O RLY? My customers – who I’d guess are probably more “enterprise-y” than Kir’s – certainly don’t seem to be wallowing in idle storage. On the contrary, they seem to be buying lots of new storage all the time and are very sensitive to its cost. That’s why one of the most frequently requested features for GlusterFS is “network RAID” or erasure coding instead of full-out replication, and deduplication/compression are close behind. They’re all geared toward wringing the most out of the storage people already have so that they don’t need to buy more. That hardly sounds like “more than they need” does it?

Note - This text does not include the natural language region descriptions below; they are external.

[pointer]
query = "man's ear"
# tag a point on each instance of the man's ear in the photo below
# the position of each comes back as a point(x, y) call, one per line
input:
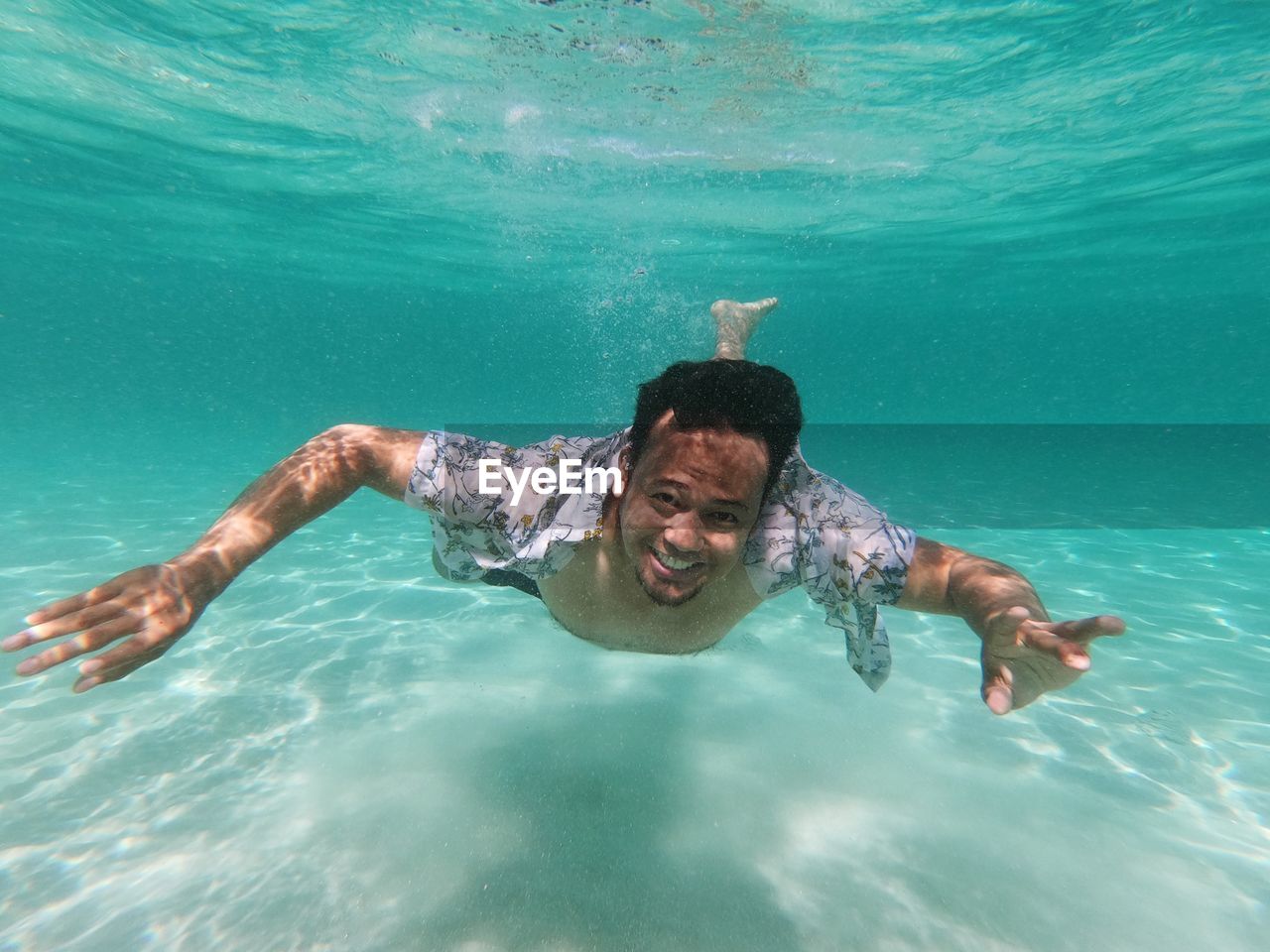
point(624, 463)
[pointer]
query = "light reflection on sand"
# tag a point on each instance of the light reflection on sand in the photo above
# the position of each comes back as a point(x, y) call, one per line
point(349, 753)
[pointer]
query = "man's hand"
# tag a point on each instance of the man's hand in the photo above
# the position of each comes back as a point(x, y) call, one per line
point(1024, 657)
point(154, 604)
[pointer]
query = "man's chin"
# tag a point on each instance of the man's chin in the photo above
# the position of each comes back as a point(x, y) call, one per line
point(668, 598)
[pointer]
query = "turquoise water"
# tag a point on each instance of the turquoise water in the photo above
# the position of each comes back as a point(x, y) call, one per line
point(227, 227)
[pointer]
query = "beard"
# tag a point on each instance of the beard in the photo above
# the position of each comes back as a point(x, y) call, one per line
point(662, 599)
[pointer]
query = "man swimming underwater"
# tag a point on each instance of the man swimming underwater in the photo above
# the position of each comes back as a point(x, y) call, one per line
point(716, 512)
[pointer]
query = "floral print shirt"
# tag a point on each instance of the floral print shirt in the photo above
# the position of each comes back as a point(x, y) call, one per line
point(812, 531)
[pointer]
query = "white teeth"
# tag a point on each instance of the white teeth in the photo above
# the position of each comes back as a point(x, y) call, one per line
point(670, 562)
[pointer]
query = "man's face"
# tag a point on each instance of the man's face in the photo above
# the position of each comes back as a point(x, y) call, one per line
point(689, 508)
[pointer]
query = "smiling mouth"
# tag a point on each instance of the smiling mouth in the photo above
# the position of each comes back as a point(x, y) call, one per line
point(671, 567)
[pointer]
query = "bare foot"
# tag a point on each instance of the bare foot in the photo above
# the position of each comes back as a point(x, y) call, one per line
point(735, 322)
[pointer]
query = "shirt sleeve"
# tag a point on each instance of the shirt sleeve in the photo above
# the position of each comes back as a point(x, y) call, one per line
point(842, 549)
point(527, 532)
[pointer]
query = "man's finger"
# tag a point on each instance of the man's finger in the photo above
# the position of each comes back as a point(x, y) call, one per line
point(89, 640)
point(1067, 651)
point(997, 689)
point(81, 620)
point(1088, 629)
point(119, 670)
point(135, 652)
point(73, 603)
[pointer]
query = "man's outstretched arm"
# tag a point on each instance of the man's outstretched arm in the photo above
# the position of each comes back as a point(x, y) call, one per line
point(155, 604)
point(1024, 653)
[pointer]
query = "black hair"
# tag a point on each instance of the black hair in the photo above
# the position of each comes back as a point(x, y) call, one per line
point(752, 399)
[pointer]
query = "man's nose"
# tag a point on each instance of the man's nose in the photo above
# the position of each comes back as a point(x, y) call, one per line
point(684, 534)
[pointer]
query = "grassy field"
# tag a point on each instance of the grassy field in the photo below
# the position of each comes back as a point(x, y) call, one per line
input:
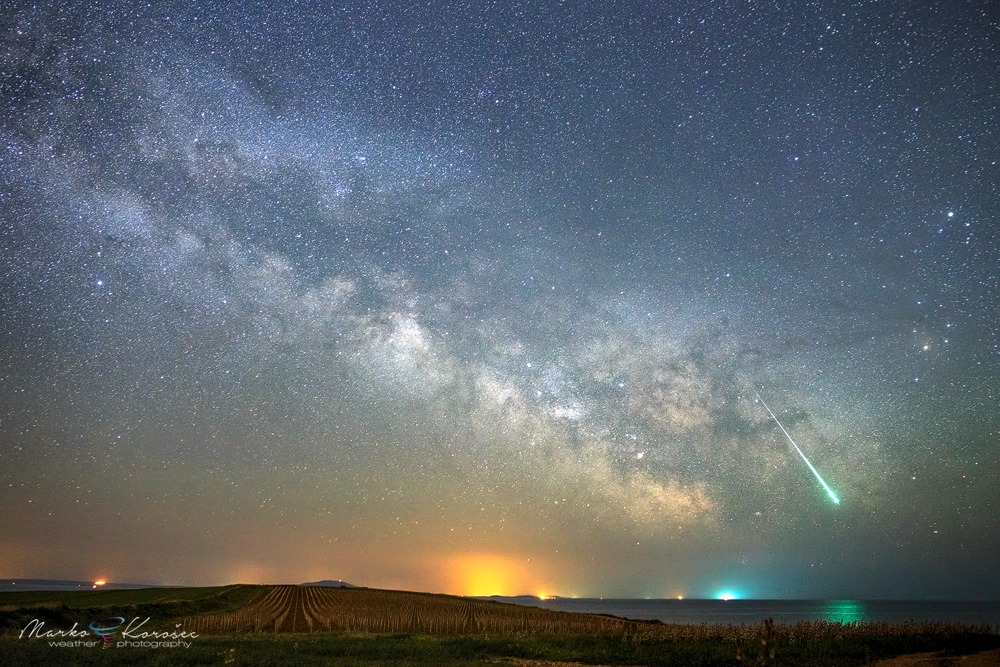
point(294, 625)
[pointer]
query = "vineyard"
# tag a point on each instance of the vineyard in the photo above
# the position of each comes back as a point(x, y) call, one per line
point(321, 609)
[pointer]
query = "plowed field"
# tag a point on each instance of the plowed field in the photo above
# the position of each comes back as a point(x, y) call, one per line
point(318, 609)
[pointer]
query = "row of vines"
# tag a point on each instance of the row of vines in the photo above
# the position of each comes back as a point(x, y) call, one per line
point(316, 608)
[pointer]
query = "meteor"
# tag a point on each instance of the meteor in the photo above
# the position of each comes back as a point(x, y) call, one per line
point(826, 487)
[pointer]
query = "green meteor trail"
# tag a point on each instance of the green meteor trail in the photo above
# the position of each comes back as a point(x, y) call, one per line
point(826, 487)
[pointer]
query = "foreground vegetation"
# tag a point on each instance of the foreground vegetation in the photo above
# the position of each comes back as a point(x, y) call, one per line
point(273, 625)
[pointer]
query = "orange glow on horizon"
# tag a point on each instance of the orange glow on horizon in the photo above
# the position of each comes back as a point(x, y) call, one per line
point(482, 574)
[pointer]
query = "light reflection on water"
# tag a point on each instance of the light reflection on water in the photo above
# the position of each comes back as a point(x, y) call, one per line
point(844, 611)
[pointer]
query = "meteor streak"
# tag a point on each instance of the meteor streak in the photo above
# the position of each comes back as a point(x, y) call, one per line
point(826, 487)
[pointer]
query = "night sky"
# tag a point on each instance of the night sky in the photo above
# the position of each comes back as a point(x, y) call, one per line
point(475, 297)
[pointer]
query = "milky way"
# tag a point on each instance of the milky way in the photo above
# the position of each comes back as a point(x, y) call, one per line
point(475, 298)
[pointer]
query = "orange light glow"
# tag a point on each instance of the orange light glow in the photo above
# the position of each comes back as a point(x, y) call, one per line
point(487, 574)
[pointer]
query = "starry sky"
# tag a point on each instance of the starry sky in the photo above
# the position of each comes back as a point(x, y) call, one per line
point(475, 297)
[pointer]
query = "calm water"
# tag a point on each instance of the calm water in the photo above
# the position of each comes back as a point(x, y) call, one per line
point(786, 611)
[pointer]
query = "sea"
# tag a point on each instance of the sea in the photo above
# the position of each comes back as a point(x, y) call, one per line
point(752, 612)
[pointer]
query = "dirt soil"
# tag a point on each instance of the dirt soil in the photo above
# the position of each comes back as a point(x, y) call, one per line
point(984, 659)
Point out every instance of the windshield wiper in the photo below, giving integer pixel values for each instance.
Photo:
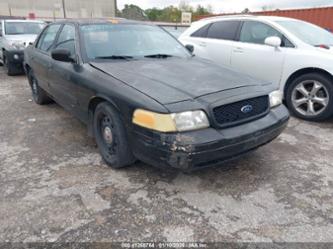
(115, 57)
(159, 56)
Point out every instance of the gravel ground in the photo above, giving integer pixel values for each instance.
(55, 187)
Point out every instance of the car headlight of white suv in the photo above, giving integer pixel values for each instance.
(275, 98)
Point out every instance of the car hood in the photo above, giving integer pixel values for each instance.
(173, 80)
(26, 39)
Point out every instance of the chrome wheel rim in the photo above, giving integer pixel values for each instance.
(310, 98)
(107, 134)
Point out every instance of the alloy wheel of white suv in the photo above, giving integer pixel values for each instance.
(294, 55)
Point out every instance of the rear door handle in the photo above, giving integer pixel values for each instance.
(239, 50)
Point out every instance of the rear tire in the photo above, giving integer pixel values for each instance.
(111, 137)
(310, 97)
(38, 94)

Because of these misunderstandings, I don’t think Parallels “cloud storage” is really comparable to GlusterFS, so I’m not sure why he mentioned it or why I’d care. It seems a lot more like RBD or Sheepdog, leaving open the question of why Parallels didn’t use one of those. Maybe they specifically wanted something that was closed source (or open source but you’re not supposed to know you’re paying them for something free). What’s really striking is what Kir never even mentions. For example, there’s no mention at all of security, privacy, or multi-tenancy. Surely, if this is supposed to be cloud storage, some mention should be made of accounts and authentication etc. There’s also no mention of management. If this is supposed to be all cloudy, shouldn’t there be something about how easy it is to add capacity or provision user storage from that pooled capacity? Without so much as an architectural overview it’s impossible to tell how well the result meets either the requirements Kir mentions or those he omits, and with such a start it’s hard to be optimistic.